Specifying Instances
You can specify the number of instances for an operator in the APPLY TO or SELECT
FROM statement in which it is referenced, using the form (operator_name [number of
instances]), as shown in the following example:
APPLY <DML>...TO OPERATOR (UPDATE_OPERATOR [2]...)
In attempting to determine the right number of instances for your job, note that producer
operators tend to use all of the instances specified in the script, while consumers
often use fewer instances than the number specified. This difference results from
the fact that consumers and producers use instances differently:
Producers automatically balance the load across all instances, pumping data into the
data stream as fast as they can.
By default, consumers will use only as many instances as needed. If one instance can
read and process the data in the data stream as quickly as the producers can write
it, then the other instances are not used. If the first instance cannot keep up with
the producer operators then the second instance is engaged, and so on.

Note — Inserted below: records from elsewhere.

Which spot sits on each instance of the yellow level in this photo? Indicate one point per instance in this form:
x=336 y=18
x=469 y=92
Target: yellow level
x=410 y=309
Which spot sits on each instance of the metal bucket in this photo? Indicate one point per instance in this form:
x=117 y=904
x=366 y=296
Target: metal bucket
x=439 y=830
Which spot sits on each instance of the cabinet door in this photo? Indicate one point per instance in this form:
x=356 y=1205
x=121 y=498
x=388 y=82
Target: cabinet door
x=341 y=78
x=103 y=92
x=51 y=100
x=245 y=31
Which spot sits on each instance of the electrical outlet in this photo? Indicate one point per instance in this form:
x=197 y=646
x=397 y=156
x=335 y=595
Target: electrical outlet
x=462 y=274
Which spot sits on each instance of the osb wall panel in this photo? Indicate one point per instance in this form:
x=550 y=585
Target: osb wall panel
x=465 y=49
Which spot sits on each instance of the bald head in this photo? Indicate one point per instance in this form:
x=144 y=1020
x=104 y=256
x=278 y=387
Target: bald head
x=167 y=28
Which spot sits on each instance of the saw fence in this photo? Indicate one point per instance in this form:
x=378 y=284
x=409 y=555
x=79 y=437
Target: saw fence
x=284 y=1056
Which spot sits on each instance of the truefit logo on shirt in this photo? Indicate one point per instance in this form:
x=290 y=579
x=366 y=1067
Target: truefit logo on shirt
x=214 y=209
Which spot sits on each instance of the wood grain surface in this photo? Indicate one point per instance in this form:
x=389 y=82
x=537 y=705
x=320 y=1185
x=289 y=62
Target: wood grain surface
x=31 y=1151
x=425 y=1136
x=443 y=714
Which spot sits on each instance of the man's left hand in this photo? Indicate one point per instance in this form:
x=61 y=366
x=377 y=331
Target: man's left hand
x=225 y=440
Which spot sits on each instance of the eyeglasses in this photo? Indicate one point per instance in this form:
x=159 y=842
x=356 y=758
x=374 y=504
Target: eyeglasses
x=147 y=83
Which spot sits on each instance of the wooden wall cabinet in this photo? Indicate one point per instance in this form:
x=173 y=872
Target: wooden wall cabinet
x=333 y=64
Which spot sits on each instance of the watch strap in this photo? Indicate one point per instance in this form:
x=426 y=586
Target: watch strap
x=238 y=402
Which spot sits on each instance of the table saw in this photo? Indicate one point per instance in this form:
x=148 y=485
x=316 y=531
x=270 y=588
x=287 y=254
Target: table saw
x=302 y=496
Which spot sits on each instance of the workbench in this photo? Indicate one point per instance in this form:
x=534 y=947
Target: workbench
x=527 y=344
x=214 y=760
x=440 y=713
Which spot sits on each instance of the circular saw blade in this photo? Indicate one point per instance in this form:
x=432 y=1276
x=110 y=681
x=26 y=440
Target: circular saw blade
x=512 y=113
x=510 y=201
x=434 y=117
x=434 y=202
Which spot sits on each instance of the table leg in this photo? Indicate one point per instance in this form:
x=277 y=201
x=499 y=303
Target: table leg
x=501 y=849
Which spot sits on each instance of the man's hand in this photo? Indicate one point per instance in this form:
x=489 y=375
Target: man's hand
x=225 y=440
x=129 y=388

The -C command line option overrides the default behavior by informing producer operators
and their underlying data streams to ship data blocks to target consumer operators
in a cyclical, round-robin manner, providing a more even distribution of data to consumer
operators.
Consider the following when specifying operator instances:
If the number of instances is not specified, the default is 1 instance per operator.
Experiment. Start by specifying only one or two instances for any given operator.
Teradata PT will start as many instances as specified, but it uses only as many as
needed.
Don't create more instances than needed--instances consume system resources.
Read the Teradata PT log file, which displays statistics showing how much data was
processed by each instance. Reduce the number of instances if you see under utilized
instances of any operators. If all instances are used add more and see if the job
runs better.
If the number of instances exceeds the number of available sessions, the job aborts.
Therefore, when specifying multiple instances make sure the MaxSessions attribute
is set to a high enough value that there is at least one session per instance.
After the job runs, use the evaluation criteria shown in “Strategies for Balancing Sessions and Instances” on page 85 to help adjust and optimize the number of operator instances.